Film Review – JFK

Back and to the Left

I was largely apathetic and carefree in grade school about the world’s happenings, American politics, and US history until I took my education more seriously, starting in the seventh grade. While I got the general gist of American history during eighth and ninth grades, I discovered well after graduating college that many inconvenient details were absent from mainstream textbooks. I long knew about the assassination of President John Fitzgerald Kennedy, with conspiracy theories abounding about his murder, expanded upon through director Oliver Stone’s “controversial” Academy Award-winning JFK, which many film critics consider his magnum opus.

The movie heavily utilizes footage from the 1960s, opening with President Dwight Eisenhower’s farewell speech regarding the military-industrial complex. Then it proceeds to JFK’s assassination proper in Dallas, Texas, on November 22, 1963, by Lee Harvey Oswald (who would himself be killed the same day by nightclub owner Jack Ruby), portrayed by Gary Oldman in Stone’s film during his original material. The music is decent, but the irritating overuse of snare drums, chiefly during the president’s murder, can be pretty annoying. After the first ten minutes, my initial impression of the film was also negative, given lines like, “Goodbye, you sorry bastard! Die!” and conversations like this:

The president has been shot.
Oh no!
They think it’s in the head.

Luckily, this doesn’t indicate the movie’s overall quality, as the second act is better, concluding with Jim Garrison’s (played by Kevin Costner) trial against Clay Shaw (Tommy Lee Jones), where excellent points and observations are made about the iffiness of the Kennedy assassination, only for Shaw to win. I can relate to many of the themes, like Garrison being a crappy husband and father and that “official” government reports shouldn’t be blindly trusted. One thing that irked me about the movie’s reception outside movie critics was that questioning the government was more “controversial” than the film’s racist and homophobic slurs (and sadly, the MPAA thinks saying “fuck” is worse than those, for some illogical reason). Then again, the Woke movement didn’t exist in 1991.

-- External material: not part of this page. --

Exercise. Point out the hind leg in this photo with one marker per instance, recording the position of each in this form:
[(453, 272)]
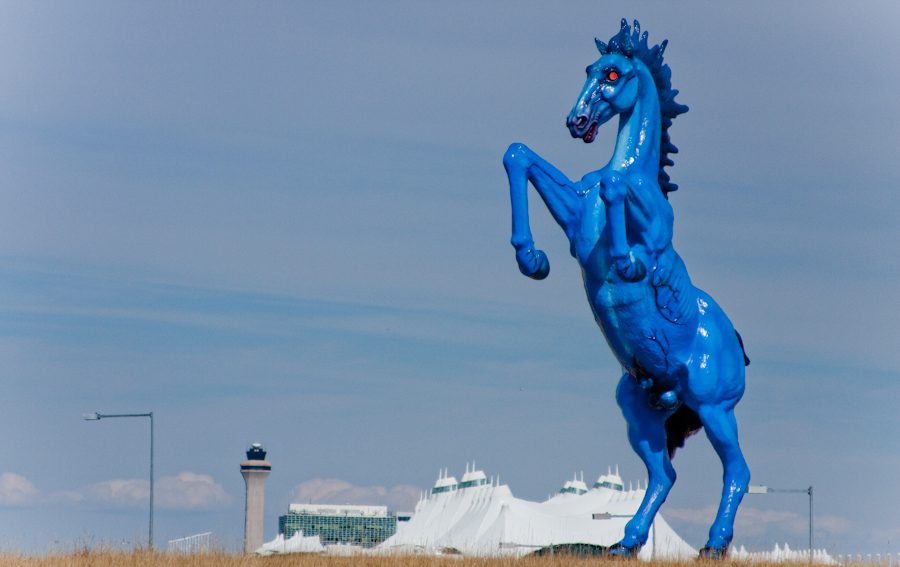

Works on contingency? No, money down!

The acting was okay, aside from lines like those above and the overabundance of allegedly “intelligent” characters, mainly the Southern historical figures and politicians, sounding like dumb hillbillies (you can tell I’m from the South by my voice, but I have the dignity not to talk like that). Aside from the irritating snare drums, the music was mostly good, with the violin pieces being the strongest, particularly during the ending credits (before which comes an epilogue showing the fates of the various luminaries featured in the film). Many great quotes also abound, like “The bigger the lie, the more people will believe it.”

Overall, despite a lousy beginning, some bad writing (including unnecessary gratuitous swearing), and occasional veering off-topic (like Mardi Gras and gay parties), JFK has something for everyone regardless of how they feel about the Kennedy assassination and conspiracy theories, mostly deserving the Academy Awards it received. It’s easily a bucket-list film (but that is far from synonymous with “masterpiece”) and makes excellent sociopolitical commentary about questioning one’s government, even in the face of “official” facts (which often come from people with political agendas). Sadly, given the federal destruction of most documents related to the Kennedy assassination, who the hell knows if we’ll ever discover the genuine, objective, verifiable truth?

The GoodThe Bad
Some of the performances are good.
Ditto the music.
Trial at end is the film’s high point.
Great sociopolitical commentary.
Bad first impression.
Snare drums in music are irritating.
Inconsistent quality of acting.
Sometimes veers off-topic.
The Bottom Line
A bucket-list film with something for everyone regardless about how they feel about the Kennedy assassination.